Wednesday, September 29, 2010

Drawing Independence


During one of the last sessions which I attended during my month in Mumbai, Standard Chartered Bank volunteers set a drawing competition for the girls. It was just before Indian Independence Day, and the girls were asked to show what Independence meant for them. As a history student, to me Indian Independence conjures images of Gandhi and Nehru, Lord Mountbatten and Partition, democracy and modernisation. However many of the girls drew pictures of themselves, going to school, working as a doctor or sitting under a tree, one even playing netball. For these girls independence is a personal issue, one which maintains relevance in their everyday life.

What we often forget is that for a vast majority of the female world population, education, freedom and independence are not inalienable rights, but a privilege.
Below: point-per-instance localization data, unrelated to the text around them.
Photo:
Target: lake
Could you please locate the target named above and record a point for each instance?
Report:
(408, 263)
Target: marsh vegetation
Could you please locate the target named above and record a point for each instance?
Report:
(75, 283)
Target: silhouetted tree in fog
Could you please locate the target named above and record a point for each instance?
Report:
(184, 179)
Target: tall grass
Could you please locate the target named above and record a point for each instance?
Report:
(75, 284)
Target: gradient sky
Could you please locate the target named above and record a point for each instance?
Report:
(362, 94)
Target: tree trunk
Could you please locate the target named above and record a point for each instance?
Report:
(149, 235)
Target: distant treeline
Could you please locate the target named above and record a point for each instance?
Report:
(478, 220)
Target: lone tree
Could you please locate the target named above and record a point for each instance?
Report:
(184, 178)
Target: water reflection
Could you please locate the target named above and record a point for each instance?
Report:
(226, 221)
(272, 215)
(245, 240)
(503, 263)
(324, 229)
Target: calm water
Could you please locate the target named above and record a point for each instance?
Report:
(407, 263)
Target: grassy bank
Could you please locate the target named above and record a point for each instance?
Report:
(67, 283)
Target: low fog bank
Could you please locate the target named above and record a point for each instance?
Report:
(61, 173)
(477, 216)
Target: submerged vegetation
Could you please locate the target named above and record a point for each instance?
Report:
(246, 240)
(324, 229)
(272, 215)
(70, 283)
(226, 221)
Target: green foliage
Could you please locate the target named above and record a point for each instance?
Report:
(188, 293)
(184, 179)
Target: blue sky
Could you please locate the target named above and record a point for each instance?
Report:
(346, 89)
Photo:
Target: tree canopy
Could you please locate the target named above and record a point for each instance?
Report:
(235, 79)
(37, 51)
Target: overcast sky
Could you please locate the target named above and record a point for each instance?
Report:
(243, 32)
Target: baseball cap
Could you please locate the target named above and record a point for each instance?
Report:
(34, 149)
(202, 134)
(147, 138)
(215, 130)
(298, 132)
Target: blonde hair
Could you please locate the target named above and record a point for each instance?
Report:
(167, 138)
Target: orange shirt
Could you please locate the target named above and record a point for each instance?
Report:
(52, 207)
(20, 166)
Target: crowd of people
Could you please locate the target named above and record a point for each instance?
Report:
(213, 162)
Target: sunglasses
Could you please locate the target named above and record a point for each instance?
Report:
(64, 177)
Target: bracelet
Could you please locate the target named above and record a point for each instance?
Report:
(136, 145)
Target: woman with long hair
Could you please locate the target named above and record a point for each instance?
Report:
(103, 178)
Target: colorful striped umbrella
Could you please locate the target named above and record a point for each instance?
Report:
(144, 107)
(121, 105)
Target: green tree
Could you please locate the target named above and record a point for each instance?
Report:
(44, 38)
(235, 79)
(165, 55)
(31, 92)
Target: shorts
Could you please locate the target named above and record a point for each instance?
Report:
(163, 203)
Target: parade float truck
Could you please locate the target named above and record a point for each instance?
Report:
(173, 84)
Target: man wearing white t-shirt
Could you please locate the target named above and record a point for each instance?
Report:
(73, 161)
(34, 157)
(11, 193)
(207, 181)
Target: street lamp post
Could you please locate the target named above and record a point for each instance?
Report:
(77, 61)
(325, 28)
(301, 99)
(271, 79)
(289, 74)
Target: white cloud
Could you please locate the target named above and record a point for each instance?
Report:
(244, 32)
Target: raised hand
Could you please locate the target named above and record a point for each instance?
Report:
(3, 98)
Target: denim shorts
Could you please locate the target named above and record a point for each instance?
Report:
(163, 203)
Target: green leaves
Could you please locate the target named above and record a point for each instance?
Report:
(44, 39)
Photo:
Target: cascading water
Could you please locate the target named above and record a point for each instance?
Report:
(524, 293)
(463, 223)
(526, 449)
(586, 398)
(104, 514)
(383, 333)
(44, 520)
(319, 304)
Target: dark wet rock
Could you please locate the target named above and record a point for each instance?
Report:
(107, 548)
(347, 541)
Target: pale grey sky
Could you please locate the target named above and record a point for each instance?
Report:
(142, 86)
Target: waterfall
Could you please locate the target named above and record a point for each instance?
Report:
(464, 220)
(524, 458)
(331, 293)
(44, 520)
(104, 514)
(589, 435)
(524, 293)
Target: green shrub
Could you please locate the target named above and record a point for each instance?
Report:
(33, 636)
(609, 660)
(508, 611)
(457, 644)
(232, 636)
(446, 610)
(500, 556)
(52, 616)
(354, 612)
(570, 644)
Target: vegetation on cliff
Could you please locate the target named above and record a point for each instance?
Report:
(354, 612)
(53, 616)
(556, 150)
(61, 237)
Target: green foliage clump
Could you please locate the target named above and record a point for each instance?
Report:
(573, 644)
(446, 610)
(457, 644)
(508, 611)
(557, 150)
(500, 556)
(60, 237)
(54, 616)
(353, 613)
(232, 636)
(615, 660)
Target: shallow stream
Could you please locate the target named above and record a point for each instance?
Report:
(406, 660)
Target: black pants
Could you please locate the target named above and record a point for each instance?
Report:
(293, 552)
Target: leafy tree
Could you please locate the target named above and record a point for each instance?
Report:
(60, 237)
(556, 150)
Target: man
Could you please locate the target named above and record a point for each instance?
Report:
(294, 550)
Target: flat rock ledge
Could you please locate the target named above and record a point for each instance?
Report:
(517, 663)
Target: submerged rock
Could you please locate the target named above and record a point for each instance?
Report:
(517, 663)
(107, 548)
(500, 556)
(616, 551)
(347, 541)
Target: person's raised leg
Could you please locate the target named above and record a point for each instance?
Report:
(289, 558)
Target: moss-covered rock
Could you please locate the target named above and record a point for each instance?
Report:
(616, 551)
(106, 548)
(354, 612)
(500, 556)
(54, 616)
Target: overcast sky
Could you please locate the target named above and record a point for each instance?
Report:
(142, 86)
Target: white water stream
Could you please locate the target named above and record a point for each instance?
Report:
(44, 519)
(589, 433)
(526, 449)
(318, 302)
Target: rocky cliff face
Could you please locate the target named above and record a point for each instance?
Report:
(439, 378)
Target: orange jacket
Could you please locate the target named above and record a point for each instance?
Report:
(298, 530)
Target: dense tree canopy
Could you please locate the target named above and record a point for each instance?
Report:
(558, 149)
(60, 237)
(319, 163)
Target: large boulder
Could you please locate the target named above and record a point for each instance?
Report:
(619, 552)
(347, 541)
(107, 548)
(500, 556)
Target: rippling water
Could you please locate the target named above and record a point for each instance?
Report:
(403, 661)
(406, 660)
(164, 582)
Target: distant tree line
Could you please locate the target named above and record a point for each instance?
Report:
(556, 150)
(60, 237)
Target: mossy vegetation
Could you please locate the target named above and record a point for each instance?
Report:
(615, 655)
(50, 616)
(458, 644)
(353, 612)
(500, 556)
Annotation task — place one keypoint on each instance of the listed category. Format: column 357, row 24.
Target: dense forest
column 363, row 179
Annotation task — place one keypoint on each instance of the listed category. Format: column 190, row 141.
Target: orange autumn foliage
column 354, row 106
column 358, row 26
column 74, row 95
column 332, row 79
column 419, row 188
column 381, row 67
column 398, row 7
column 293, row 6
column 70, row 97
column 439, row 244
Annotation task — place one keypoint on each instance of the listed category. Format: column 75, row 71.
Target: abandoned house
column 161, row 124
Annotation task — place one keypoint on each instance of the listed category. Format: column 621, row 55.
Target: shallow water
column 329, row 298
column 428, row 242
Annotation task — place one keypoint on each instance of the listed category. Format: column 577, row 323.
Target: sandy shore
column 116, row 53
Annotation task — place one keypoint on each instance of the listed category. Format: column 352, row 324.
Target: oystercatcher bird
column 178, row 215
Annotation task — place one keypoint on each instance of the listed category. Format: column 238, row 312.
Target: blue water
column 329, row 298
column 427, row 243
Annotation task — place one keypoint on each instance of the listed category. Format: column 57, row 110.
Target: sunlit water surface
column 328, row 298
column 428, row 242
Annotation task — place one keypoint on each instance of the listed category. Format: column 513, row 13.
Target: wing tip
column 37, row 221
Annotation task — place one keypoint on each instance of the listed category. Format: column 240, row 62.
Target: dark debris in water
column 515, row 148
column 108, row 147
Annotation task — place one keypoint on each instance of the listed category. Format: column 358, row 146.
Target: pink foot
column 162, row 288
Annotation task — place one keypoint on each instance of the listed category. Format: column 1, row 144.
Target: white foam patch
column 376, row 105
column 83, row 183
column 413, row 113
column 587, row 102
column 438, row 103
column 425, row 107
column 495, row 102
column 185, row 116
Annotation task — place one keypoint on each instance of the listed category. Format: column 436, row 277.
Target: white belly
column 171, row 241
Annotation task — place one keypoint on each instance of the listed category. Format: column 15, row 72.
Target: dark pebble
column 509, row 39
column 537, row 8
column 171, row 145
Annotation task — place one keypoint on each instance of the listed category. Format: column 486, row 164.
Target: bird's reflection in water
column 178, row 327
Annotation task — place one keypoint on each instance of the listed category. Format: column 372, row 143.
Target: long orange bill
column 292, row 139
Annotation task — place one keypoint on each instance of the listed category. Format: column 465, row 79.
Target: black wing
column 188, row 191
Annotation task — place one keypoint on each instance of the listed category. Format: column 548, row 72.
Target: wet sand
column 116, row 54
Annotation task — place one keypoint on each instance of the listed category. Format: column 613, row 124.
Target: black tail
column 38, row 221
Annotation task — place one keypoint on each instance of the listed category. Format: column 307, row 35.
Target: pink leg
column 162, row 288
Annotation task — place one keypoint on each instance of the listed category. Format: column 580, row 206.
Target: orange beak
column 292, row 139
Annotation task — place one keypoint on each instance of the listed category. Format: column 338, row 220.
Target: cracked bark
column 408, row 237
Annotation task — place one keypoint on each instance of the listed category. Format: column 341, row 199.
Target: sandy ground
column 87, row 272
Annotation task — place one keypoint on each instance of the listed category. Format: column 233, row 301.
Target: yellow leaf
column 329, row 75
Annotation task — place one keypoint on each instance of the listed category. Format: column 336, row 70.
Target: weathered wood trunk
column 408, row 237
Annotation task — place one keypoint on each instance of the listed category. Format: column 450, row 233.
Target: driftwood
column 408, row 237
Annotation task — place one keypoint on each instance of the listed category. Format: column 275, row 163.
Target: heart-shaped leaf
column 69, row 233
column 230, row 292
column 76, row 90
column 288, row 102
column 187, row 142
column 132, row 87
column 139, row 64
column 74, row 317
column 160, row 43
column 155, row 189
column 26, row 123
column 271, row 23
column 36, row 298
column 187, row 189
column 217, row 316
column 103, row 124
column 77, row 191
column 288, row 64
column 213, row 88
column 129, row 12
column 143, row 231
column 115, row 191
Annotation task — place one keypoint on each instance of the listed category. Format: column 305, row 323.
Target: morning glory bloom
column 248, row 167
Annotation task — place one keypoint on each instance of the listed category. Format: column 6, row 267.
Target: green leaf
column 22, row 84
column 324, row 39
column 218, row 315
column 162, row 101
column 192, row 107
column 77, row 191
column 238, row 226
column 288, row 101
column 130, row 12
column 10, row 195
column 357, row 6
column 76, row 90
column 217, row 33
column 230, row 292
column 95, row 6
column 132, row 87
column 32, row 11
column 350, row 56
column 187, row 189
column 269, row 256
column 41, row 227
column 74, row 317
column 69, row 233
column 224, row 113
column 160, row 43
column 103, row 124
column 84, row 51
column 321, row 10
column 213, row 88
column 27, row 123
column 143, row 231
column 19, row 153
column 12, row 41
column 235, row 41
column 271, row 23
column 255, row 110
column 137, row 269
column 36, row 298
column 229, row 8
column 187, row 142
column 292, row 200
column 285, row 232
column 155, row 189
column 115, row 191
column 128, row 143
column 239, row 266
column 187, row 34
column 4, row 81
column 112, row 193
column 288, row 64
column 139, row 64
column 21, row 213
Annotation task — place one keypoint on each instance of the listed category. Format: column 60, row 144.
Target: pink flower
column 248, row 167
In India, even girls from affluent backgrounds are often subject to a lifetime of supervision, initially from their parents, and later from their husband, a man who their parents have chosen for them. There are many arguments in favour of arranged marriages, but what’s important here is that the girls should choose their own future, even if that be to let their parents make the decision. For the girls from disadvantaged backgrounds who participate in the Goal programme, economic demands often leave them neglected in favour of their brothers when it comes to schooling, household duties and even food. They are not provided with the tools, nor the opportunities, to challenge their situation.

Independence is for them a matter of being able to attend school, of being given the chance to learn and play. My time in India not only opened my eyes to the challenges which Goal has to contend with in order to offer the girls the knowledge, the confidence and the horizons of independence, but also to the importance of promoting female empowerment in a context where it is so necessary, so appreciated and so keenly absorbed.